Un mois à tirer des bords dans ce journal. Pas vraiment de la matière à moudre. Enfin si, mais ce n'est pas mon propos. Seulement la substance, cette côte vue de la mer dans le halo diffus d'une fin de soirée.
— Quelle heure est-il ?
— Vingt heures, peut-être plus.

Le soleil hésite et pose pour une carte postale. C'est l'été. Plus tard, la Voie lactée.

— Quelle heure est-il ?
— Vingt heures, peut-être plus.

L'automne a mangé le soleil. Dans le salon, il fait chaud. Les bruits du monde à la télé. Un frisson. Il est grand temps de rentrer bien au chaud dans un livre. Supervielle, tiens ! La Patagonie. Hier encore j'y étais.
Un mois de ce voyage qui s'enroule se déroule. Chaque matin, je suis impatient de reprendre la route.



Lundi 24 octobre 2011 

Philippe Sollers ... à ma table de chevet, " L'Étoile des amants". Je lis. Philippe, vraiment ce n'est pas sérieux ... un gros paragraphe rempli uniquement avec des noms d'oiseaux ... un vrai bottin mondain d'ailes, de plumes, d'aigrettes, de huppes et presque en bout d'énumération ce Pipit maritime. Je prends, je détourne ce pipi(t). Face à la mer, mon jet contre les vagues.
Content, pas content, avec vous Philippe comment savoir ! Dans le plaisir des mots, s'envolent vos oiseaux et rien que pour vous, dessinent les contours de l'eau, là bas, sur l'horizon. Et vous poursuivez cette métaphore appuyée, tantôt sérieux, tantôt ironique, balayant d'une main tout ce que nous sommes, nous les orgueilleux sans plumes ni poils, — Pensez, cette peau toute nue, quelle rigolade ! — Juste une erreur de la nature.
Et soudain ce volte face, l'île sur la mer, dans votre bureau, dans ma tête, l'apaisement d'une ballade, pieds nus dans le sable, à deux, mais en silence. Ne pas briser l'harmonie du soir.



Mardi 25 octobre 2011 

Je ne sais plus toujours ce que j'ai voulu dire, mais je l'ai dit.

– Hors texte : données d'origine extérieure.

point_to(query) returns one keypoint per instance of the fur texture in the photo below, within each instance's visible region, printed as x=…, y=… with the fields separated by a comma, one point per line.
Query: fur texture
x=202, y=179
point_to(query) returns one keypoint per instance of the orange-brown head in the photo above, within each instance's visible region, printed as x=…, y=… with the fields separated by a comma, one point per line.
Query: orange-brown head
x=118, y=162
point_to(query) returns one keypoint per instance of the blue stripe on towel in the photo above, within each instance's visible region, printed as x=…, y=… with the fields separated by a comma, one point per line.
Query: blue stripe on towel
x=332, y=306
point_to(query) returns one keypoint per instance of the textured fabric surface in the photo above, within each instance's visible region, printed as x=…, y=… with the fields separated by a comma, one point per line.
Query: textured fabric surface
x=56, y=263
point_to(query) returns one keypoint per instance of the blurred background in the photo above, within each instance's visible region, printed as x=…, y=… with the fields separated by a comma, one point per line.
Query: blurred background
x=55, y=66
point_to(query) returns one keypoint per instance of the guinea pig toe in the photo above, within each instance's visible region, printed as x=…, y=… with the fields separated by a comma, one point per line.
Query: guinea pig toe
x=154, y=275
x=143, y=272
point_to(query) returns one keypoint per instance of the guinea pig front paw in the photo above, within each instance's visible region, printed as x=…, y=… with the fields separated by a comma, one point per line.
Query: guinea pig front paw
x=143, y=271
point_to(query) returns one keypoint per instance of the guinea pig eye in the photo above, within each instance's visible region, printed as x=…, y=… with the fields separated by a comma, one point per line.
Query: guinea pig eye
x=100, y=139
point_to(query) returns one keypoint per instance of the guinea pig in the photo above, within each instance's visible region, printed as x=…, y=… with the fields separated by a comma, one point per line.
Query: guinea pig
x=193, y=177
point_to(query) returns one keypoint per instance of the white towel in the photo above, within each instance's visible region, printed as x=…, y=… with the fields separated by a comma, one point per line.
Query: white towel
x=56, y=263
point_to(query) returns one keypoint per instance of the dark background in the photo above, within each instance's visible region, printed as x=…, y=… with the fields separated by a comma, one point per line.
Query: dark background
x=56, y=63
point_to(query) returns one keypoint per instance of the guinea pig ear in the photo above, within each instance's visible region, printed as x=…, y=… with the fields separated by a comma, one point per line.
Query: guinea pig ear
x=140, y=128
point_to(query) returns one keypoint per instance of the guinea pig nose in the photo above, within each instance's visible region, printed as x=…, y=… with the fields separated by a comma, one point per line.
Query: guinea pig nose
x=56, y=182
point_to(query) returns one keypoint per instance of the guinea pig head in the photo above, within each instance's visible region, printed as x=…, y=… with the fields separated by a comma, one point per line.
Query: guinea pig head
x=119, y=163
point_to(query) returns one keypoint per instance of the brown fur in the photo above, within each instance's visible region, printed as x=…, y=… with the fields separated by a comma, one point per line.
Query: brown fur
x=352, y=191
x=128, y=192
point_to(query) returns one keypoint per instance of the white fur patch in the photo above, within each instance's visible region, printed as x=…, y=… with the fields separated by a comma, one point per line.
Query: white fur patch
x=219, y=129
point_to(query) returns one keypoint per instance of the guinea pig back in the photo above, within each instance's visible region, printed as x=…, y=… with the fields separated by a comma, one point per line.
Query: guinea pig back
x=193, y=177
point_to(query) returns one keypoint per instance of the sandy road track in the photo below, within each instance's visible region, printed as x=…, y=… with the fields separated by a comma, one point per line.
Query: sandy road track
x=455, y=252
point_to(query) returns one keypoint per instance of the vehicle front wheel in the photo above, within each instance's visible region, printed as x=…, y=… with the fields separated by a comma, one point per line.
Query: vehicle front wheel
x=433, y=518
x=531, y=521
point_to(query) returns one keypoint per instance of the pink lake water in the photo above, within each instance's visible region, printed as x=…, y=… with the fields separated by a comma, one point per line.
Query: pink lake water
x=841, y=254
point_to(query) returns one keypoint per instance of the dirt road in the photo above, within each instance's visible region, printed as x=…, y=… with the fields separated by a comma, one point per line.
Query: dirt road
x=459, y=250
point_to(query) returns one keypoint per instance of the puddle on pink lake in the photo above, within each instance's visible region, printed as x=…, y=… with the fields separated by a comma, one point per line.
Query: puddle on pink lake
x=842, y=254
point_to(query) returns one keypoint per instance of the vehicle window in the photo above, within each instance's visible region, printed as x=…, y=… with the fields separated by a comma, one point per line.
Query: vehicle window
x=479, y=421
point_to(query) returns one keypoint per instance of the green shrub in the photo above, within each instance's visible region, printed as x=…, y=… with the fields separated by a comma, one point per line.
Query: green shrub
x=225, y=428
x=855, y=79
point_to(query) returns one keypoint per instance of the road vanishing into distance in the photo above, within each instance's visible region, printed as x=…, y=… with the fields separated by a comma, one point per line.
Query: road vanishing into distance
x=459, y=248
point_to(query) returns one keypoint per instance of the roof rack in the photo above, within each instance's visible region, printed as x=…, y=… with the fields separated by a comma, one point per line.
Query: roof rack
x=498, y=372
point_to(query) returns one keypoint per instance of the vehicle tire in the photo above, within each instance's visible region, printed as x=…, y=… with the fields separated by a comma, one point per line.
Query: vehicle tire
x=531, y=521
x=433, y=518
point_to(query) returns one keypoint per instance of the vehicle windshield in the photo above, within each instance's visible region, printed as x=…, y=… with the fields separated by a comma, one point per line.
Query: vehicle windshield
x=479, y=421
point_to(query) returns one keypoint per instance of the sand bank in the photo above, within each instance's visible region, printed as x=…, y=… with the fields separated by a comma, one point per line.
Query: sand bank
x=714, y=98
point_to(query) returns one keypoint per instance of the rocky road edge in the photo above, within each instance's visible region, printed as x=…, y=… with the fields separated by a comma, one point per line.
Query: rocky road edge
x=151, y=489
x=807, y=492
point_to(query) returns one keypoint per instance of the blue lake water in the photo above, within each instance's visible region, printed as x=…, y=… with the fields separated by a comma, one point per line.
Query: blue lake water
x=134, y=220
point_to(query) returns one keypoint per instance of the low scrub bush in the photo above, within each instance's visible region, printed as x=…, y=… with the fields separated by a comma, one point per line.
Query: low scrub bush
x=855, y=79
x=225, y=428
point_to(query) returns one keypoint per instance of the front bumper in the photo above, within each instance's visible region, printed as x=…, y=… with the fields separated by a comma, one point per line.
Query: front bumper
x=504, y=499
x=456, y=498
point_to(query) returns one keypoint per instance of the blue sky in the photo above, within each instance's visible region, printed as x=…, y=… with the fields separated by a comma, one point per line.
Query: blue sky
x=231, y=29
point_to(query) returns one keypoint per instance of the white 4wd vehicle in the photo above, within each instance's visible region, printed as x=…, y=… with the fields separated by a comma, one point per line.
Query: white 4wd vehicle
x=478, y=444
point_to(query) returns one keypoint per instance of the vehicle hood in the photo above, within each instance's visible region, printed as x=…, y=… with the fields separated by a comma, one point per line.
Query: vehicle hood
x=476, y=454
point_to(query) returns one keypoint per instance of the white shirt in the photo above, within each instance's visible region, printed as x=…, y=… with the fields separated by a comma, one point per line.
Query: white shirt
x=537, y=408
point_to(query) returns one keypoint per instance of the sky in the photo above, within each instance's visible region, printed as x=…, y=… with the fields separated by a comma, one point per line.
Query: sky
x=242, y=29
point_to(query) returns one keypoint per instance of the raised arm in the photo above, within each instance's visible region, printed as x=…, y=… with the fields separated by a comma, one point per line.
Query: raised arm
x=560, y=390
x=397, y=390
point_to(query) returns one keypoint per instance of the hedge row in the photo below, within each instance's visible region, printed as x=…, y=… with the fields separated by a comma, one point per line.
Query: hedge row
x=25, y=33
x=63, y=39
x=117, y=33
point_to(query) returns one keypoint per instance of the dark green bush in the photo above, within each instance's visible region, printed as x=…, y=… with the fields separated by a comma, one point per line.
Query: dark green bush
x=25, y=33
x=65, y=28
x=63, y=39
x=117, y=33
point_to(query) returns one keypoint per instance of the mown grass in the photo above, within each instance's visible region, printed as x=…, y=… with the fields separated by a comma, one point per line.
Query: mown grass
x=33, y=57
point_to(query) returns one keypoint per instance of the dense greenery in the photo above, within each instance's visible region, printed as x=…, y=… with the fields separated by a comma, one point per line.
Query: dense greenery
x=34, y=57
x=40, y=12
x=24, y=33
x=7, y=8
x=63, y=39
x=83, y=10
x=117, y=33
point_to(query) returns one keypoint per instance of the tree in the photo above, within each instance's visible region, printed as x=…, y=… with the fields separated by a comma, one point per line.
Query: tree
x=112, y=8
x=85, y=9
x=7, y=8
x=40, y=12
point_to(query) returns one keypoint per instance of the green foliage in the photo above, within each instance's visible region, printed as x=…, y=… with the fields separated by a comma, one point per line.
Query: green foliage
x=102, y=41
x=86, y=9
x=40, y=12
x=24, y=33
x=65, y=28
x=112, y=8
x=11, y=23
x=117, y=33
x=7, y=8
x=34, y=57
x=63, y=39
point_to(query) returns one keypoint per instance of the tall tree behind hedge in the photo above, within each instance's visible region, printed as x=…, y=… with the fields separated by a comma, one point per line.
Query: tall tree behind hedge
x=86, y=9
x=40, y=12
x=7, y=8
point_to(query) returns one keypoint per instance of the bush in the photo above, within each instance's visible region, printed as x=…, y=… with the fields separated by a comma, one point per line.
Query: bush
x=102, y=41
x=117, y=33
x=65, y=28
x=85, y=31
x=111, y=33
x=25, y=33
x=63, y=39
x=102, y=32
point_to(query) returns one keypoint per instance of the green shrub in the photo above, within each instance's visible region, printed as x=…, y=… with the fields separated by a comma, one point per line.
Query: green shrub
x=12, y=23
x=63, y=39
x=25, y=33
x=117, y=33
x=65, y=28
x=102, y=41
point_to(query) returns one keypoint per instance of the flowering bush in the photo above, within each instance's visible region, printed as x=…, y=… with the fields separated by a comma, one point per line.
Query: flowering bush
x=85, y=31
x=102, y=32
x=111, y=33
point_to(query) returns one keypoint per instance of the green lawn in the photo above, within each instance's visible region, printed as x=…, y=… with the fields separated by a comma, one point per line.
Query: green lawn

Cette phrase je la retrouve dans un vieux carnet de notes. Des années que j'accumule ainsi. Parfois j'en retire une au hasard. Tenez, celle-ci dont je ne sais plus que faire :
La plainte voluptueuse des vagues caresse les rochers, jusqu'à les aimer sable.
Remarquez, après l'affront fait à la mer, hier, en la prenant pour un urinoir, ici cette phrase est comme une plainte qui demande pardon, comme un hommage à son inlassable travail de sape, comme un merci pour tous nos déchets qu'elle absorbe. Je sens pourtant qu'elle n'en peut plus la mer, qu'elle en a mare de cacher nos marées noires sous le sable et que bientôt, elle nous baignera dans l'acide de nos conneries. Sans haine, mais comme toujours, longuement, avec patience. Nos larmes seront sèches bien avant qu'elle ne se lasse.
Et les oiseaux, Philippe, les oiseaux pourront-ils changer de planète ? Entre le rivage et la mer, jamais la paix ne sera signée.



Mercredi 26 octobre 2011 

J'imagine parfois un fabuleux concert où le génial musicien ne nous donnerait à entendre qu'une seule note, une peinture sonore bleu de Klein ou noir de Soulage, suivant l'humeur. La longue plainte du LA sur un violoncelle ou ses pizzicatos sautillant sur le violon alto, LA du piano dans toutes les gammes, sur le pépiement d'une flûte en contretemps se mélangeant au LA déposé sur le bord du pupitre par un chef d'orchestre, invité d'honneur, possédant le LA parfait au creux de son oreille.
Dès le second mouvement, le LA tourmenté d'un saxo conte le sud profond et noir où chante pourtant une trompette qui réveille enfin un banjo, caisse claire dans le bayou avec le grave hélicon. Reprit au piano seul, mon LA voyage entre graves et aigus que modulent les pédales; tantôt sec tantôt résonnant profondément il évoque le désert, la steppe, la blancheur des pôles, une sorte de paix intérieure que parfois trouble un sanglot.
Diapason, triangle, cymbales, trompettes troisième mouvement, reprise dans le même ordre, diapason, triangle, trompettes, puis cor anglais, la forêt, nappe de violons, le sous-bois, la harpe, le vent et l'écureuil, langueur du saxo, la mousse. Les rythmes s'entrechoquent, mon LA suffoque, puis s'adoucissent, mon LA respire. Crescendo, carillon. Note bombinante : LA.



Jeudi 27 octobre 2011 

Tôt ce matin, j'ai assisté au petit coucher de la lune. Une complicité entre elle et moi qui préfère l'ombre au soleil.
Son rire soyeux dans la couleur indécise de l'aube à venir ... Un incroyable frisson de plaisir soulève les tuiles sur les toits de la ville. Bientôt les amants devront se séparer, les enfants prendront un petit déjeuner ensommeillé et les phares du premier bus lècheront les murs de la petite église écrasée sous ma tour.
Bruits étouffés dans les étages ... de l'eau coule sur un corps nu, une barbe étrille la lame d'un rasoir. En bas dans la petite allée, quelqu'un court. Un chien aboie. Sur mon palier une porte claque.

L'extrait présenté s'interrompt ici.